I agree with you that excluding Countermagic and Discard, Black is a far stronger color than Blue. This is because in Legacy, practically the entirety of what Blue does is cantrip and counter. (There are exceptions: Cephalid Illusionist, Narcomoeba, Brain Freeze, Sea Drake, etc.) However, Black has some significant powerhouses. Engineered Plague is probably the single most identifiable sideboard staple in Legacy. Leyline of the Void is on the rise. Dystopia is a house in this sort of deck. Extirpate, Diabolic Edict, Smother, Ichorid, and tons of other black cards see play in various decks, as well.

So while a countermagic-based aggro control deck will always have a fundemental superiority over a discard-based one, the power level of all the cards in the deck must be considered and it's still quite possible for a top tier discard-based aggro control deck to exist. (You know, if they ever print a good black creature ever again. Which probably won't happen.)


What creature is better than Shade in Suiblack?
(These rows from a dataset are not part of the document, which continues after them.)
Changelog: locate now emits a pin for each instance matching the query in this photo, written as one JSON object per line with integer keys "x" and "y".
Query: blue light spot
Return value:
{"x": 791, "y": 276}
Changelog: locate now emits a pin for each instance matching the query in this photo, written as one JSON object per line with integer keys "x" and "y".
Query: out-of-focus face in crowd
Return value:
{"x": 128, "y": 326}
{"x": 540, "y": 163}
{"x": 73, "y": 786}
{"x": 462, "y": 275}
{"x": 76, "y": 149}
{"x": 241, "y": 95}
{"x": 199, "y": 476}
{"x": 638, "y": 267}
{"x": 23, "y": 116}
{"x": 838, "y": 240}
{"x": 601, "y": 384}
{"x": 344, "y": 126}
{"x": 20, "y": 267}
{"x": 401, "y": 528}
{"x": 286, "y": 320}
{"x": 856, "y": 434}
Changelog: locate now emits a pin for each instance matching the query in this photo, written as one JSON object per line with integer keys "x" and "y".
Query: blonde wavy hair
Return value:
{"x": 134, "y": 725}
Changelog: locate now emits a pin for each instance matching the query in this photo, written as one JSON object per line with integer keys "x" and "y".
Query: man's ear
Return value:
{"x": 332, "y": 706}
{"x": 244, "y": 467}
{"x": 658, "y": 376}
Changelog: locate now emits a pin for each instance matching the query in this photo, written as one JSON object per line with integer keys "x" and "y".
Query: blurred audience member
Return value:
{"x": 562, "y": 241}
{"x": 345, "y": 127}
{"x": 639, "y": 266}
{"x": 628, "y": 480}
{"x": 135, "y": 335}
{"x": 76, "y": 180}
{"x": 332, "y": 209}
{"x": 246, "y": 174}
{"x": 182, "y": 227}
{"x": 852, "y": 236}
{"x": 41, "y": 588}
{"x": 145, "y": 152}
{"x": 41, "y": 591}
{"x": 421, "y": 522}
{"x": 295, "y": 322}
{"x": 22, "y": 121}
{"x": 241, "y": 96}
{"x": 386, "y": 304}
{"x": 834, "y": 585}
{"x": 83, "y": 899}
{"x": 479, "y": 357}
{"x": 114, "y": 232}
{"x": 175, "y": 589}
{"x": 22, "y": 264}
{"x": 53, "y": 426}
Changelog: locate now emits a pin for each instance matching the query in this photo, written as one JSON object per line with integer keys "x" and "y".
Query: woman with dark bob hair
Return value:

Shade is strong, fast, and cheap. It's so good that I would cut any creature before I cut Shade.

Ozymandias is right. Shade is the reason to run the deck, because Black's creatures suck on the whole. Negator's the other reason, if you run a Negatorish build (And by this, I really mean Red Death.) All other potential creatures for Suicide Black are bad. Any argument about creature selection in Suicide Black is generally an argument over which black creature is less awful than the others.

LordEvilTeaCup
10-29-2007, 07:50 PM
Even if they make Split Second discard, which will probably never happen in a form good enough to be Legacy playable, Discard will -still- be inferior to Countermagic out of principle. The reason for this is the mana that you're spending to get the effect.


Nah, this is a bit of a misunderstanding. I meant, discard handles split second by taking it out of their hand, while Blue is pretty much helpless. The spell will happen. So if they by some chance make some crazy split second spell or something, Black will have an advantage against it. Just pointing out some of the minor advantages of discard.

About Shade...I don't want to see him in multiples, and he is not a solid early play. Hyppie you can rit out and be fine... I never want to rit the Shade out. Still yeah, Shade is better than all the other creatures beside the Negator. Looking at my reasons, they no longer look convincing enough to keep the Shade at 3 so I will follow suit and add the 4th one in my deck.